Passive Acoustic Monitoring within the Northwest Forest Plan Area: 2025 Annual Report
Journal:
bioRxiv
Published Date:
May 29, 2026
Abstract
The Northwest Forest Plan (NWFP) Passive Acoustic Monitoring (PAM) program is a large-scale interagency biodiversity monitoring framework designed to assess the status and trends of northern spotted owls (Strix occidentalis caurina), barred owls (Strix varia), marbled murrelets (Brachyramphus marmoratus), and broader forest biodiversity across federally administered lands in the Pacific Northwest. In 2025, we deployed autonomous recording units at 2,095 sampling stations within 532 5-km2 hexagons randomly selected across approximately 24 million acres of federal forest lands in Washington, Oregon, and California. These deployments generated 1.37 million hours of acoustic recordings that we processed using the convolutional neural network PNW-Cnet v5 for automated species identification and subsequent human validation of focal species detections.

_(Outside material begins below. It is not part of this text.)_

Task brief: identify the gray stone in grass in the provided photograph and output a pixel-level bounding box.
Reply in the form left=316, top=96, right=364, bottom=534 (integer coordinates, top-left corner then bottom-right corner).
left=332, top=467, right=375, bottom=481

Northern spotted owls were detected in 28% of sampled hexagons range-wide, including 16% in Washington, 25% in Oregon, and 60% in California. Occupancy patterns remained consistent compared to previous years, with higher occupancy concentrated in southern portions of the geographic range and continued low occupancy across much of the Washington Cascades and Oregon Coast Range. Barred owls were detected in 86% of sampled hexagons and remained broadly distributed throughout most of the NWFP area. Marbled murrelets were detected in 50% of reviewed hexagons within NWFP marbled murrelet management zones, with highest occupancy occurring in coastal forests of Oregon and Washington. The 2025 field season occurred under substantial operational constraints that reduced sampling effort by approximately half relative to 2023 and 2024 because of staffing limitations affecting participating federal agencies. Despite these reductions, the NWFP-PAM framework continued to provide broad-scale, spatially representative ecological information across the NWFP area. Results highlight the growing importance of passive acoustic monitoring and machine learning approaches for long-term biodiversity monitoring under changing environmental and operational conditions.